Turn the mixer back down to medium and add the eggs one at a time, mixing in between to combine. Then add the sour cream and mix again for a minute to combine.
Turn the mixer back down to low and alternate adding the buttermilk and the flour so that you make three additions of each. Scrape down the sides of the bowl with a spatula in between additions so that everything is evenly mixed.
When the batter is just combined turn off the mixer and give it one of two more stirs with the spatula. Then pour the batter into the prepared loaf pan and bake for 40 minutes or until the top is a deep golden brown and a toothpick inserted in the middle comes out clean.
Remove the cake from the oven and let it cool in the pan for about 5 minutes, then turn it out onto a cooling rack and let it cool down until it’s only warm to the touch. Serve slices warm or room temperature, preferably with some jam or whipped cream.

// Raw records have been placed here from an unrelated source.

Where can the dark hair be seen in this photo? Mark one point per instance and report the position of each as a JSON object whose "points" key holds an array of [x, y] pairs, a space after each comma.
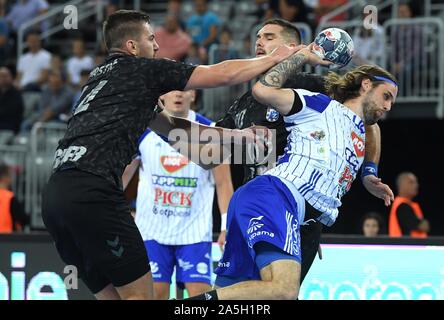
{"points": [[342, 88], [375, 216], [121, 25], [289, 32]]}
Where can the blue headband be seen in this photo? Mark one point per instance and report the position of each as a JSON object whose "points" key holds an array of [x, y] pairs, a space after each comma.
{"points": [[386, 80]]}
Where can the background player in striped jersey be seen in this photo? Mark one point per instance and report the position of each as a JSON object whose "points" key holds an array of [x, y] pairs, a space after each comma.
{"points": [[174, 206], [324, 152], [247, 111]]}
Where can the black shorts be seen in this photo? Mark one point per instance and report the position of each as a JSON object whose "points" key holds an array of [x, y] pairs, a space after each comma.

* Do not make the mistake I made and fail to grease the loaf pan foolishly thinking there’s enough butter in it to prevent sticking. The large amount of sugar makes the edges crackly which is delicious but also sticks to the sides. Grease the sides well and maybe even line the bottom and long sides of the pan with a foil sling to make removing the cake easier. The cake it still good but it would be prettier if I hadn’t been so lazy.